Practicing Success
If A = \(\begin{bmatrix}\tan {\alpha }&-\sin {\alpha }\\\sin {\alpha }&\tan {\alpha }\end{bmatrix}\) and \(A+ { A }^{ T } \) = \(\frac{2}{\sqrt { 3 }}\) I, then the value of \(\alpha \) is |
\(\frac{\Pi }{3}\) \(\frac{\Pi }{2}\) \(\frac{\Pi }{6}\) \(\frac{\Pi }{4}\) |
\(\frac{\Pi }{6}\) |
A = \(\begin{bmatrix}\tan {\alpha }&-\sin {\alpha }\\\sin {\alpha }&\tan {\alpha }\end{bmatrix}\)
\( { A }^{ T } \) = \(\begin{bmatrix}\tan {\alpha }&\sin {\alpha }\\-\sin {\alpha }&\tan{\alpha } \end{bmatrix}\)

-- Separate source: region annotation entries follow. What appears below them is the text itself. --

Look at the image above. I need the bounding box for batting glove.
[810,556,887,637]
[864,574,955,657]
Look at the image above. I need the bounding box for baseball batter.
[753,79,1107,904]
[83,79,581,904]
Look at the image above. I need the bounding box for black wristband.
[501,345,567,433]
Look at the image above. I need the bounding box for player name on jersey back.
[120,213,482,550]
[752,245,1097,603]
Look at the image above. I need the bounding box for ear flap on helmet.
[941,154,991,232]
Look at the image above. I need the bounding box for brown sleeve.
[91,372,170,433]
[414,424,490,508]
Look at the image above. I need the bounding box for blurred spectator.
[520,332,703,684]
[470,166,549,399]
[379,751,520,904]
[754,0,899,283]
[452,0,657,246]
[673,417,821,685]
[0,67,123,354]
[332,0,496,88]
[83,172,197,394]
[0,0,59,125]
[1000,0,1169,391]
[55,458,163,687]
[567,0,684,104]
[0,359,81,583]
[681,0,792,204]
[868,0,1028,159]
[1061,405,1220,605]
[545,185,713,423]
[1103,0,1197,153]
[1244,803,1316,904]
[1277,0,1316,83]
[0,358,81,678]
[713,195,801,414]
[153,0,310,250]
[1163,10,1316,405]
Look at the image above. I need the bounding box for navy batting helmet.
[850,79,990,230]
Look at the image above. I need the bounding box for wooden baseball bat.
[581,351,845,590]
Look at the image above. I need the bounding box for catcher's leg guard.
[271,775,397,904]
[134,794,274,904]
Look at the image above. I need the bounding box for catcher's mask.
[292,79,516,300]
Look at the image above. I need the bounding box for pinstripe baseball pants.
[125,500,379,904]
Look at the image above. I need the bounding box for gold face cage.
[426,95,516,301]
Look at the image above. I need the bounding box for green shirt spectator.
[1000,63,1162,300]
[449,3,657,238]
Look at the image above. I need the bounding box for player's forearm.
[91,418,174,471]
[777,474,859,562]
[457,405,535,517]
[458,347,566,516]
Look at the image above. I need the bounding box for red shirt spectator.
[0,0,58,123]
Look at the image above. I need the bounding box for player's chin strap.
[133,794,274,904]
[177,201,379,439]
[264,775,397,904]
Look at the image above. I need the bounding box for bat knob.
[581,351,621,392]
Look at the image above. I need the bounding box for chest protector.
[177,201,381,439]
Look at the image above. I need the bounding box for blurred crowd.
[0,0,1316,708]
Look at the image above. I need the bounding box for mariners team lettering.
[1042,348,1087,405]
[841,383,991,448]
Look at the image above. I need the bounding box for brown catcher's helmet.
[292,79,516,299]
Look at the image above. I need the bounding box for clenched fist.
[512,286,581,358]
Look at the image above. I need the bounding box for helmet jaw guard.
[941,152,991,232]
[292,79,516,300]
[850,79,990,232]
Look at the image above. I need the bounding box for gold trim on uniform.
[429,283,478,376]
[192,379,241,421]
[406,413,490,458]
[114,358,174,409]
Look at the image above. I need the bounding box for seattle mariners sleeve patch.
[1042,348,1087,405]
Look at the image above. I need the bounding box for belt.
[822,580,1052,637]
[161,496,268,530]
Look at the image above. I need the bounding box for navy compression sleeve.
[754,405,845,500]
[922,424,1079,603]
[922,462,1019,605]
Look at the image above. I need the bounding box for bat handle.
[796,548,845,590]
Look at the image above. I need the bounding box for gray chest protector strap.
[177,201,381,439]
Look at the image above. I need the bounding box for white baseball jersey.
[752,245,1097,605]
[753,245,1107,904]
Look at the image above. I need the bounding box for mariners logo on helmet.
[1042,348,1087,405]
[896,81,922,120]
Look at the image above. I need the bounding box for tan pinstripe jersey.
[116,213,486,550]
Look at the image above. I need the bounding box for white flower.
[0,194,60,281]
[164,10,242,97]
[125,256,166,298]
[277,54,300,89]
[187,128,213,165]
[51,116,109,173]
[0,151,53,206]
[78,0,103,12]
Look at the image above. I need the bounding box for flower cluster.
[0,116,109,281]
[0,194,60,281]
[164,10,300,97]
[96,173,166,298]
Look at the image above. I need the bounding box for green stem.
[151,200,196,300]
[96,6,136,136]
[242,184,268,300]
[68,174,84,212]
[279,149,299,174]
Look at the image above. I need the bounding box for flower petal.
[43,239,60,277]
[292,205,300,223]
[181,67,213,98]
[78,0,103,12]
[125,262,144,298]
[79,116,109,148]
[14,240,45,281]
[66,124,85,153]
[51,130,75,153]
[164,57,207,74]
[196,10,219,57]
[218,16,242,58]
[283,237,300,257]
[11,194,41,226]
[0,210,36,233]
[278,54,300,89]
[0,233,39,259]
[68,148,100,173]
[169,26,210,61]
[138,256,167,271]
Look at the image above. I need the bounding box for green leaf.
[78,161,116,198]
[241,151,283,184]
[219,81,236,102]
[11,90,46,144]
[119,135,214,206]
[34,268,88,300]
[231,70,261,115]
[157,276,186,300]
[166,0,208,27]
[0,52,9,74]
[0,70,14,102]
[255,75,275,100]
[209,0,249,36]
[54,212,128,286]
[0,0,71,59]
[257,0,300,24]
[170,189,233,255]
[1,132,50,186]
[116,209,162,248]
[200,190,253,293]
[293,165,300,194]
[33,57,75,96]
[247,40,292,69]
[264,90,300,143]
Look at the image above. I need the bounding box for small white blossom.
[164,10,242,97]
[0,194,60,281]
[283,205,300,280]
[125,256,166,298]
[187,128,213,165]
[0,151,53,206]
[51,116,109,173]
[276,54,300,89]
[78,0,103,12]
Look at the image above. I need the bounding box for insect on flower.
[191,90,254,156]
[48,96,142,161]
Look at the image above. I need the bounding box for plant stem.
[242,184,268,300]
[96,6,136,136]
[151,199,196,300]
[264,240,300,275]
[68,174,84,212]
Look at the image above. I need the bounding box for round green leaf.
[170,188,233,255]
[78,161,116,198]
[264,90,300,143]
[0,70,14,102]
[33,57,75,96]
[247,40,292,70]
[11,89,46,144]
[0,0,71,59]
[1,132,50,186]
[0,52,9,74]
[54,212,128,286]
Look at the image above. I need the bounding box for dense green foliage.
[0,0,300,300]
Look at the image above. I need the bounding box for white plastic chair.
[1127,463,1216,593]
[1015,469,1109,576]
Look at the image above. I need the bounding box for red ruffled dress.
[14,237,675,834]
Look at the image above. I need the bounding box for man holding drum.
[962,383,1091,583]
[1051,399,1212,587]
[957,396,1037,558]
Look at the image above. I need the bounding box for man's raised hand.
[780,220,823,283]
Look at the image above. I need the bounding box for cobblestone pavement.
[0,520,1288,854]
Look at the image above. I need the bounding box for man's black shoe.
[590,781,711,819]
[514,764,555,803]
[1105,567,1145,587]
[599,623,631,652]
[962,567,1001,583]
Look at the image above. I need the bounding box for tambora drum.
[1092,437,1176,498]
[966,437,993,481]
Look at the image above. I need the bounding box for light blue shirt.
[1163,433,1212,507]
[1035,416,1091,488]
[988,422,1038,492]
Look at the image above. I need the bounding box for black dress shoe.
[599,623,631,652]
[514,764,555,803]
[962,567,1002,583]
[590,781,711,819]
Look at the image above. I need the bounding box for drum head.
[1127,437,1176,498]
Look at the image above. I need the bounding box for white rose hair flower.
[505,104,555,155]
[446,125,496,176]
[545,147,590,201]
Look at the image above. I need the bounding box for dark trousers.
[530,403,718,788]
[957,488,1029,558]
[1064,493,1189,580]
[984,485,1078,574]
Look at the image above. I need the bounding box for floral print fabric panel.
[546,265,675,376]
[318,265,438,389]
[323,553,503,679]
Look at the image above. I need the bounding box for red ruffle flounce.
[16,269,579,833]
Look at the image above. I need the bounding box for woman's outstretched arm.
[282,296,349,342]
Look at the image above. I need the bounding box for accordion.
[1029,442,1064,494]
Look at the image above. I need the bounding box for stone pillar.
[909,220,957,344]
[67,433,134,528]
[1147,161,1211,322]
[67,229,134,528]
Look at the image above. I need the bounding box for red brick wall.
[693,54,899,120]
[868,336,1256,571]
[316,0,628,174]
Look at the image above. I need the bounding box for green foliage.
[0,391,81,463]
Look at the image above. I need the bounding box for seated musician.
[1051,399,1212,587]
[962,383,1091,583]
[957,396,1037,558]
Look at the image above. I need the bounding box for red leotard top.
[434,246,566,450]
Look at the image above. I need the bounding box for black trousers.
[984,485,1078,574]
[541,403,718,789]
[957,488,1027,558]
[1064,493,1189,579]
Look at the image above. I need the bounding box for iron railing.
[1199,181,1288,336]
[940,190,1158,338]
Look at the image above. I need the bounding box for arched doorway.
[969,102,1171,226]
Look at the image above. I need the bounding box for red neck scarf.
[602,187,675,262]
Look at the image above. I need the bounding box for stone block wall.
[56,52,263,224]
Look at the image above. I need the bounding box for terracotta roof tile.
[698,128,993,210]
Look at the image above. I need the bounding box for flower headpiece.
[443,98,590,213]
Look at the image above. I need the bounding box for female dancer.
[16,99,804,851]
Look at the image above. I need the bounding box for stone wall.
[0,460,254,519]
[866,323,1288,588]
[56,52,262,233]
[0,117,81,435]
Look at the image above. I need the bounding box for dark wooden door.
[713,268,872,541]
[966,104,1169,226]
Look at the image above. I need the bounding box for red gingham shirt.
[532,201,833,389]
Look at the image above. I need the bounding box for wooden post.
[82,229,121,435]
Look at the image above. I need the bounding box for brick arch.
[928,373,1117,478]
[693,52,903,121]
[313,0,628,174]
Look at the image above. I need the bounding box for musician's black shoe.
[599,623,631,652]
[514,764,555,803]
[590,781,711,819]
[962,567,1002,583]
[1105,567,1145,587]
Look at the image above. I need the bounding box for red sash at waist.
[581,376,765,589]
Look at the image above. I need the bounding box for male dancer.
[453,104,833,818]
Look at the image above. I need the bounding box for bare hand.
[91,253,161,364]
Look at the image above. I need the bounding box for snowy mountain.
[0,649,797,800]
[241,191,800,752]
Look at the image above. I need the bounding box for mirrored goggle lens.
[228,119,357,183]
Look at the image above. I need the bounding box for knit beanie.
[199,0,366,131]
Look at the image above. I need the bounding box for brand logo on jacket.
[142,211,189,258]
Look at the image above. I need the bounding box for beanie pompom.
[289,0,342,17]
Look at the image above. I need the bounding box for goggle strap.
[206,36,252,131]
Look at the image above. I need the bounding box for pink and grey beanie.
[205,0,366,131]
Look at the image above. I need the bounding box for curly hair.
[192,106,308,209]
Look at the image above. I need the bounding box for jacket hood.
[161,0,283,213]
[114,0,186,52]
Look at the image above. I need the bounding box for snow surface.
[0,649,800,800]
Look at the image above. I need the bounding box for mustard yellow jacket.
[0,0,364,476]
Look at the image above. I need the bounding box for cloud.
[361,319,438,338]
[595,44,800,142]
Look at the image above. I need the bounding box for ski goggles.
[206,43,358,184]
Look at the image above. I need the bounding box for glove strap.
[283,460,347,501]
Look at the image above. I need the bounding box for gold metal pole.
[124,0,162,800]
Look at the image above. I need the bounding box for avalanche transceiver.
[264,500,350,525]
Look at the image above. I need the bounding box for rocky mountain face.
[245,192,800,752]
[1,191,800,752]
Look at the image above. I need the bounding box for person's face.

\(A+ { A }^{ T } \) = \(\begin{bmatrix}\tan {\alpha }&-\sin {\alpha }\\\sin {\alpha }&\tan {\alpha }\end{bmatrix}\) + \(\begin{bmatrix}\tan {\alpha }&\sin {\alpha }\\-\sin {\alpha }&\tan{\alpha }\end{bmatrix}\)= \(\frac{2}{\sqrt { 3 }}\) \(\begin{bmatrix}1&0\\0&1\end{bmatrix}\)
\(\begin{bmatrix}2\tan{\alpha }&0\\0&2\tan {\alpha }\end{bmatrix}\) = \(\frac{2}{\sqrt { 3 }}\) \(\begin{bmatrix}1&0\\0&1\end{bmatrix}\)
\(2\tan {\alpha }=\frac{2}{\sqrt { 3 }}\)
\(\tan {\alpha }=\frac{1}{\sqrt { 3 }}\)
\(\tan {\alpha } = \tan {\frac{\Pi }{6}}\)
Thus , \(\alpha =\frac{\Pi }{6}\) |